The determination of whether a student has a physical or mental impairment that substantially limits a major life activity must be made on the basis of an individual inquiry. The Section 504 regulations define a physical or mental impairment as any physiological or psychological disorder or condition, cosmetic disfigurement, or anatomical loss affecting one or more of the following body systems: neurological; musculoskeletal; special sense organs; respiratory, including speech organs; cardiovascular; reproductive; digestive; genitor-urinary; lymphatic; skin; and endocrine; or any mental or psychological disorder, such as mental retardation, organic brain syndrome, emotional or mental illness, and specific learning disabilities. The regulations do not set forth an exhaustive list of specific diseases and conditions that may constitute physical or mental impairments because of the difficulty of ensuring the comprehensiveness of such a list.
Major life activities, for purposes of Section 504 eligibility, include functions such as caring for one's self, performing manual tasks, reading, concentrating, thinking, communicating, walking, seeing, hearing, speaking, breathing, learning, and working. This list is not exhaustive. Other functions can be major life activities for purposes of Section 504.

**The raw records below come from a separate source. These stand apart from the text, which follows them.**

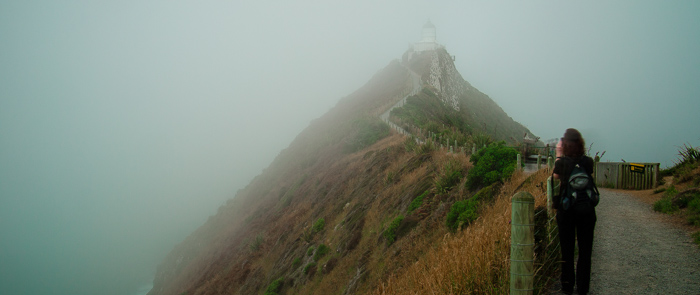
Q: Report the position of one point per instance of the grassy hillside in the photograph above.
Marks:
(350, 206)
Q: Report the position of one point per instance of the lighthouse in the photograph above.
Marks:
(428, 41)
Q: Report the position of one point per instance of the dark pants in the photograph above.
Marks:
(572, 226)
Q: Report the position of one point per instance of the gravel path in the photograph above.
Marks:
(637, 251)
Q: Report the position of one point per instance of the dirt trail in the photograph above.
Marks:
(638, 251)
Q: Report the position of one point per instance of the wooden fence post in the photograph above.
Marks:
(522, 242)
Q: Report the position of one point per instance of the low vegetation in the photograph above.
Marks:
(492, 164)
(682, 198)
(390, 232)
(274, 287)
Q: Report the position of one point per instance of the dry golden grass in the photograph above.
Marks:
(475, 260)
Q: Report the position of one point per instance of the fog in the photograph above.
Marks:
(124, 125)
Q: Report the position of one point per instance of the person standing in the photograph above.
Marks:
(575, 223)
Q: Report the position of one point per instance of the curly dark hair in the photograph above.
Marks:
(573, 144)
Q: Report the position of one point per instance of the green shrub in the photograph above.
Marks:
(462, 212)
(274, 287)
(410, 144)
(321, 251)
(671, 191)
(390, 232)
(311, 266)
(492, 164)
(450, 176)
(665, 205)
(319, 225)
(296, 262)
(694, 211)
(417, 202)
(696, 238)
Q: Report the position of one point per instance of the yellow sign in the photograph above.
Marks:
(637, 168)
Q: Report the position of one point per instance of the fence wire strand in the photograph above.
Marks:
(546, 249)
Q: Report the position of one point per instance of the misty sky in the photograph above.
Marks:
(124, 125)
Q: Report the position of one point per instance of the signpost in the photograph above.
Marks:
(637, 168)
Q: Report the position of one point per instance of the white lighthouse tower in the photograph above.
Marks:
(428, 41)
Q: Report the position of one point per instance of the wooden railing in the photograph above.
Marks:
(624, 175)
(534, 241)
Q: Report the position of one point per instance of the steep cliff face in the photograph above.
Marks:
(335, 212)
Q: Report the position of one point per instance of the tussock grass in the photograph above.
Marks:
(475, 260)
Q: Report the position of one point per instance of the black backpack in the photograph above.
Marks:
(581, 192)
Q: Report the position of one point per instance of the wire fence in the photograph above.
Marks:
(546, 252)
(535, 244)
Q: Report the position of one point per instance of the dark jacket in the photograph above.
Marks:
(563, 167)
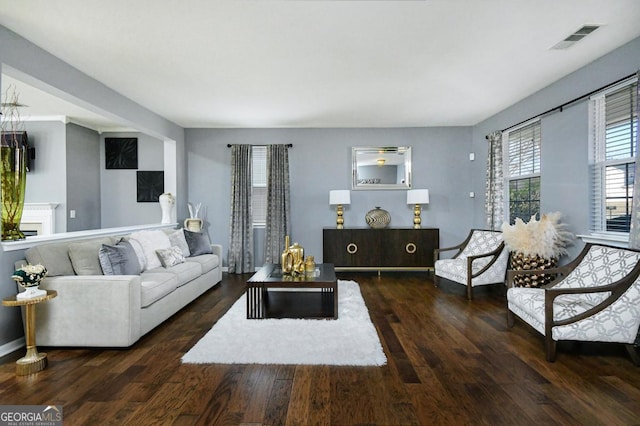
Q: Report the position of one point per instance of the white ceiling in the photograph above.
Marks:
(315, 63)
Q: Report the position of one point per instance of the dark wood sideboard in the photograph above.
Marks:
(380, 249)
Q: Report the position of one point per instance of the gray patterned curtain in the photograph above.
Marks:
(634, 231)
(278, 204)
(241, 227)
(494, 191)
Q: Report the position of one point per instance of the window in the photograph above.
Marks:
(614, 134)
(259, 176)
(523, 171)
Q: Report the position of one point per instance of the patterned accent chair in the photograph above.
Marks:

The protections of Section 504 extend to individuals who satisfy the eligibility requirements of Section 504. At the elementary and secondary school level, determining whether a child is a qualified disabled student under Section 504 begins with the evaluation process.
Section 504 requires the use of evaluation procedures that ensure that children are not misclassified; unnecessarily labeled as having a disability; or incorrectly placed, based on inappropriate selection, administration, or interpretation of evaluation materials. If a school district re-evaluates a student in accordance with the Section 504 regulation at 34 C.F.R. 104.35 and determines that the student's mental or physical impairment no longer substantially limits his/her ability to learn or any other major life activity, the student is no longer eligible for services under Section 504.
Public elementary and secondary schools must employ procedural safeguards regarding the identification, evaluation, or educational placement of persons, who because of disability, need or are believed to need special instruction or related services.